The difference was that across town, my friend Hannah and I did the same. We also called the Greek grocer, bought too much vinegar, and spent a long, happy Sunday washing dirt from small cucumbers, packing them into hot jars, along with sweet dill and garlic, and dousing them in salty brine. Like my mom, we wanted pickles for holiday gifts, ski weekends, and winter suppers.
Hannah quickly shared her pickles with family and friends. Her in-laws declared them the best they’d ever eaten. They wanted more. They put in an order for Rosh Hashanah. I saved mine for the colder months, and when I gave them out as holiday gifts, my childhood friends smiled. They knew these pickles. They’d had them before—and I imagined that they, like me, would snack on them, with thick slices of cheddar cheese and hard-boiled eggs.
That was a year ago. Now, we are into full September 2010. So last week, Hannah and I took stock of our pantries. No pickles left. Hannah had an order for the Jewish High Holidays—and the Colorado days were growing shorter and colder. So we called up the Greek grocer and put in a cucumber order—twice as large as the year before.
Makes about 9 quarts
When my friend Hannah and I make pickles, we make lots of them. (This year we made 80 jars.) In order to do so many in one day, we cheat and use a hot oven instead of a canning bath to seal our jars. This is a more risky method (not all your jars seal every time), but it makes canning a much quicker process, so that you can get to the real joy of the day—simple, crispy pickles.
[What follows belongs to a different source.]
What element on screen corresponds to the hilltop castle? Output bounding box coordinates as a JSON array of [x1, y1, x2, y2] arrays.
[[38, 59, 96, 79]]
9 quart canning jars with seals and rims
16 cups distilled water
4 cups white vinegar
1 cup kosher salt
75 pickling cucumbers, washed and blossom tips removed*
18 cloves garlic, peeled
9 sprigs of dill, washed and dried
*The blossom tip is the end of the cucumber where the flower grows. Usually, this end is a lighter green hue and is marked with a small, brown circle. Once cucumbers are trimmed, keep them in an ice water bath.
Remove lids and seals from jars, and pass jars through a cycle in the dishwasher. This will sterilize the jars.
Preheat the oven to 200 degrees. When jars are done in the dishwasher, transfer them to the oven.
Place the rims and seals in a bath of boiling water.
In a large pot, bring distilled water, vinegar, and salt to a boil to make brine. Stir occasionally, until the salt has dissolved.
Using a dry towel, remove a jar from the oven. (I recommend working with one jar at a time, unless you have people helping you.) Drop in two cloves of garlic and a sprig of dill. Pack jar with cucumbers, starting with larger cucumbers on the bottom and finishing with smaller ones.
Using a funnel and ladle, fill the jar with brine, leaving an 1/8-inch empty space at the top. Wipe the rim of the jar with a damp cloth to remove splattered brine. Then wipe it with a dry cloth. Remove one lid and one seal from boiling water bath. Dry thoroughly. Place lid on jar, and screw on rim. Let sit overnight, without disturbing. When the lid pops, the jar has sealed.
Store jars in dry place, away from sunlight, and pickles will last for about a year.